Design techniques and methodologies for 3D architectures have been investigated to efficiently exploit the benefits of 3D technologies. Several NoC topologies for 3D systems have been exhaustively investigated in [7–10,15,30,31]. The authors in [7] demonstrate that besides reducing the footprint in a fabricated design, 3D systems provide a better performance compared to traditional 2D systems. They have also demonstrated that both mesh and tree topologies for 3D systems achieve better performance compared to traditional 2D systems. However, the mesh topology shows significant performance gains in terms of throughput, average latency, and energy dissipation with a small area overhead [7]. In [30] different 3D mesh-based architectures have been compared in the zero-load latency, but the performance of the network with different traffic patterns and loads is also necessary to be evaluated.

To construct an optimistic 3D mesh-based system, several 3D structures have been presented. Baseline-routers in 2D mesh-based systems have 5 ports, i.e. 4 ports are connected to adjacent routers and one for the resource node. The straight-forward extension for 3D mesh-based systems (3D-*symmetric NoC*) is to utilize routers with two additional inter-layer links by adding two physical ports to baseline-routers (one for up and one for down) [7,10,13,15,32]. As mentioned earlier, the 3D structure using such routers, not only increases the area and power overhead of the routers but also contention in the routers may arise. The electrical behavior of the relatively short and wide TSV, i.e. the low resistance, and supporting much higher signaling speeds led the authors of [10] to propose the 3D-hybrid structure. This 3D structure exploits the Dynamic Time Division Multiple Access (dTDMA) bus [33] with a centralized arbiter for the vertical communication link. Thus, moving from one layer to any of the other layers takes only one hop. However, contention issues in the bus limit the attainable performance gains [7]. That is, such structures inherently suffer from the limitation of buses since only one transmission is allowed each time over a vertical bus.

In [9], the DimDe router for 3D architectures has been proposed. The presented router uses a full 3D crossbar and a simple bus structure spanning all layers of the chip and fusing them into a single router entity. This router can minimize vertical traversal to one hop between any layers, but requires huge number of vertical connections and significantly complicates the control and arbiter of the router.

A multilayered 3D router architecture, named MIRA, is introduced for 3D systems by D. Park et al. [8]. The router components are classified as separable components (buffers, crossbar, and inter-router links) and non-separable components (arbiter and routing modules).

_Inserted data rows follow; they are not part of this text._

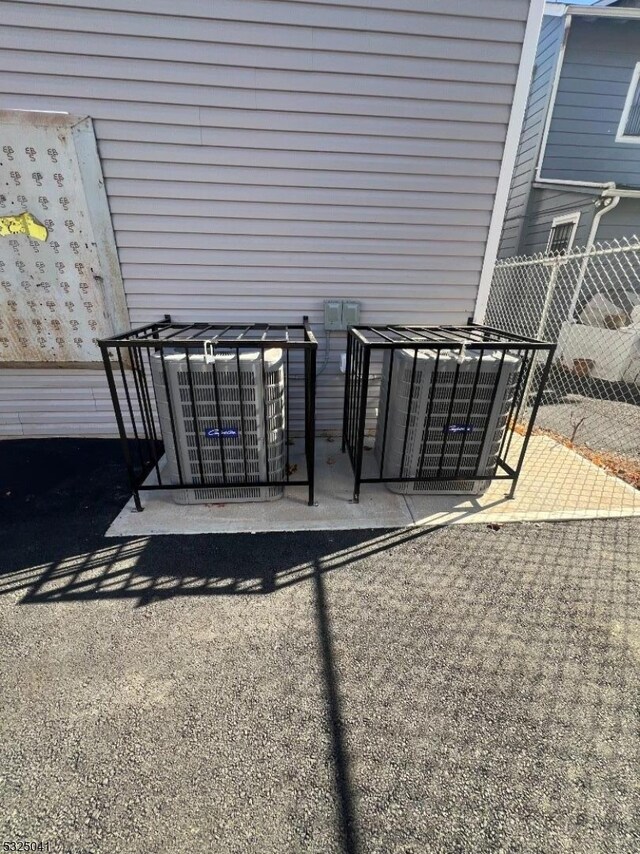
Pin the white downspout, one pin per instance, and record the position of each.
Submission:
(552, 97)
(609, 203)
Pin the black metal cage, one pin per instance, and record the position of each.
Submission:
(450, 419)
(127, 361)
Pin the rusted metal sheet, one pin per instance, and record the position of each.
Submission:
(59, 295)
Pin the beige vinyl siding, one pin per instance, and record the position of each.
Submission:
(261, 156)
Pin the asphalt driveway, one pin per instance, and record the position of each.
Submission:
(460, 690)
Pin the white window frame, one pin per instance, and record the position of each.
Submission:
(620, 134)
(563, 220)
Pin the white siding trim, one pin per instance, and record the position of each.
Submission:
(514, 129)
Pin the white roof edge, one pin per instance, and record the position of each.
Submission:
(559, 10)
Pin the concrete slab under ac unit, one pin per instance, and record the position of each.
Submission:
(556, 484)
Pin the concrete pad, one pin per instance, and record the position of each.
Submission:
(378, 508)
(555, 484)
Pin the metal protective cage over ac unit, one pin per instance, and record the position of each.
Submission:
(238, 420)
(450, 400)
(455, 420)
(203, 409)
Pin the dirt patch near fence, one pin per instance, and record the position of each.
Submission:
(626, 468)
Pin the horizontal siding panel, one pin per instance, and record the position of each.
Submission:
(272, 14)
(430, 287)
(339, 196)
(272, 88)
(355, 172)
(298, 303)
(193, 8)
(326, 276)
(452, 210)
(256, 243)
(201, 232)
(365, 260)
(19, 38)
(462, 120)
(218, 148)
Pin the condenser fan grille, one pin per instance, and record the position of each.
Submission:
(230, 424)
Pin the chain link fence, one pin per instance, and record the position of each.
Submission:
(588, 302)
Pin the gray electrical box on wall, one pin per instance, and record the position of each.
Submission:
(340, 314)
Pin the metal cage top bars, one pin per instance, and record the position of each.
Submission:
(193, 335)
(130, 376)
(438, 458)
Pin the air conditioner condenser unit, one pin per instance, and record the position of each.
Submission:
(445, 438)
(239, 439)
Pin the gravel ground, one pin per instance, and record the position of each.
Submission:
(460, 690)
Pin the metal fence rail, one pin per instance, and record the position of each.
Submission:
(588, 302)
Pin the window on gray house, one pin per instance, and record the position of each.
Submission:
(629, 127)
(560, 238)
(632, 126)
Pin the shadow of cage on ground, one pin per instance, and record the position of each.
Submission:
(482, 679)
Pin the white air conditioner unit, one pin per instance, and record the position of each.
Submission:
(478, 410)
(250, 426)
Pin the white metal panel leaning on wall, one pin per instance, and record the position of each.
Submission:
(276, 155)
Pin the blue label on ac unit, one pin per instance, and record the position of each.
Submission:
(225, 433)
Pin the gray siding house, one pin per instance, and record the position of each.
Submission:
(576, 178)
(259, 157)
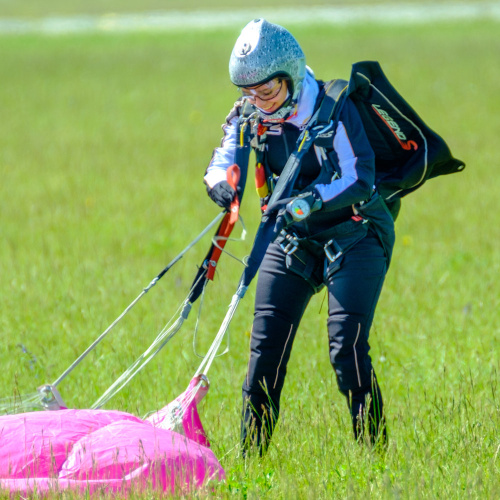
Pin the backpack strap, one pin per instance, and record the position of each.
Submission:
(331, 102)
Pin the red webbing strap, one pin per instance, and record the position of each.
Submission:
(227, 224)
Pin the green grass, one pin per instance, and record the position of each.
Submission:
(103, 145)
(35, 8)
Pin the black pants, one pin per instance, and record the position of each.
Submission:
(281, 299)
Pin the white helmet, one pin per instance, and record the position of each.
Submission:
(264, 51)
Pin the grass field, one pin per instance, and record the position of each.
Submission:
(103, 145)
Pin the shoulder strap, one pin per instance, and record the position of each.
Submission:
(333, 90)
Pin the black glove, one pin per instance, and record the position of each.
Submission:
(222, 194)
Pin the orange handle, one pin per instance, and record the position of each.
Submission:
(233, 177)
(227, 224)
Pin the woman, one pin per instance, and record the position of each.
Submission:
(326, 244)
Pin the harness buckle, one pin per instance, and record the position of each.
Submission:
(330, 254)
(290, 242)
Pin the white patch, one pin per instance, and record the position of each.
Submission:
(247, 42)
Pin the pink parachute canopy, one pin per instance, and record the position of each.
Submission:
(106, 451)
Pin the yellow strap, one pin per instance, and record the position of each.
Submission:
(242, 130)
(306, 135)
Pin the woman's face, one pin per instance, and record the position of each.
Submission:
(268, 96)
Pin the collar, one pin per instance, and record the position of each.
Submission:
(306, 103)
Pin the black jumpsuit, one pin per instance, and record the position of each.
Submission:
(286, 283)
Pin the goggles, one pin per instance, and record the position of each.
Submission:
(265, 91)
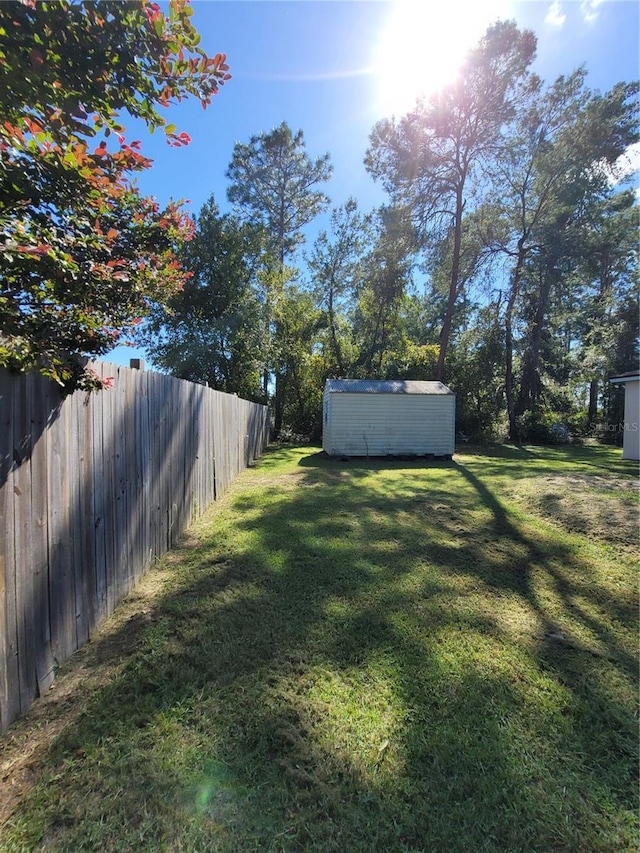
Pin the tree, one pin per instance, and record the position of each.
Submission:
(212, 330)
(548, 184)
(83, 252)
(430, 158)
(274, 184)
(337, 269)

The separable components are laid out across multiple layers to save chip area and reduce power by dynamically shutting down some inactive layers. However, such routers are too aggressive in the current technology [34].

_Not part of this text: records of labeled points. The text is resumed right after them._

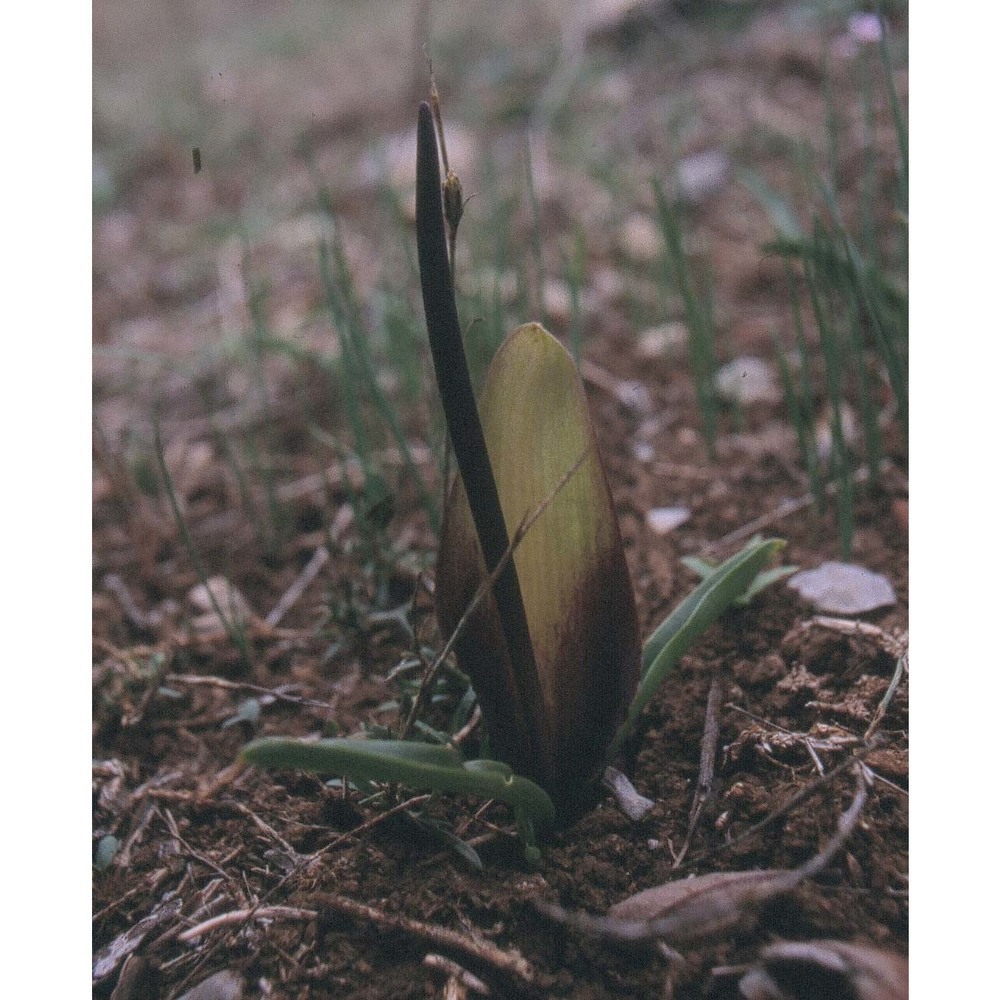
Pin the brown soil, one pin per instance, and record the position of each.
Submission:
(200, 837)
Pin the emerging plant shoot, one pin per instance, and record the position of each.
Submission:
(554, 653)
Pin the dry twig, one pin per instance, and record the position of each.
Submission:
(706, 769)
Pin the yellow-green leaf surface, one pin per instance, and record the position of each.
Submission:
(574, 579)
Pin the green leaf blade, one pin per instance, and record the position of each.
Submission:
(420, 766)
(689, 620)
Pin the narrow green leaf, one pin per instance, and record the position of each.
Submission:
(688, 621)
(419, 766)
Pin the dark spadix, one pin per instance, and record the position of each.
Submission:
(554, 651)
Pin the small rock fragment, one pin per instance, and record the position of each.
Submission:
(663, 520)
(640, 238)
(658, 341)
(217, 591)
(634, 805)
(748, 380)
(701, 175)
(224, 985)
(843, 589)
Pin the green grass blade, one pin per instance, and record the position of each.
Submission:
(420, 766)
(688, 621)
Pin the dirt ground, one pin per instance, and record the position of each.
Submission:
(188, 265)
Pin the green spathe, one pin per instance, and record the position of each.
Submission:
(571, 565)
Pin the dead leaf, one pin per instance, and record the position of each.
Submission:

To reduce the area footprint of TSVs, a serialization scheme for vertical channels has been presented in [17], but this scheme is only applicable with 3D-hybrid structures where each node has a dedicated vertical channel.

Due to the above concerns, in this paper, we have focused on both the 3D-symmetric structure (7-port switch design) and the 3D-hybrid structure (bus-based vertical interconnect). As described in [15], the 3D-hybrid structure is shown to perform the worst compared to the other structures in terms of scalability under local traffic. Although shown to be weak in [15,34], the bus may be appropriated for hot spot traffic injection where many packets may need to be sent through several layers to a hot spot frequently. This may be akin to a processor on one layer, and a memory stack directly above it. Hence, in 3D architectures, the 3D-hybrid structure performance degrades as the number of layers and number of processing nodes increase [15], thereby the 3D-symmetric structure is more feasible, mature, and more efficient than the 3D-hybrid structure as network size increases [35]. However, our proposed stacked architectures are applicable for both 3D-hybrid and 3D-symmetric structures where a group of nodes can share a vertical channel as an inter-layer interconnection. We also introduce a novel bus architecture which is more efficient than the conventional buses utilized for inter-layer communications in terms of scalability and performance.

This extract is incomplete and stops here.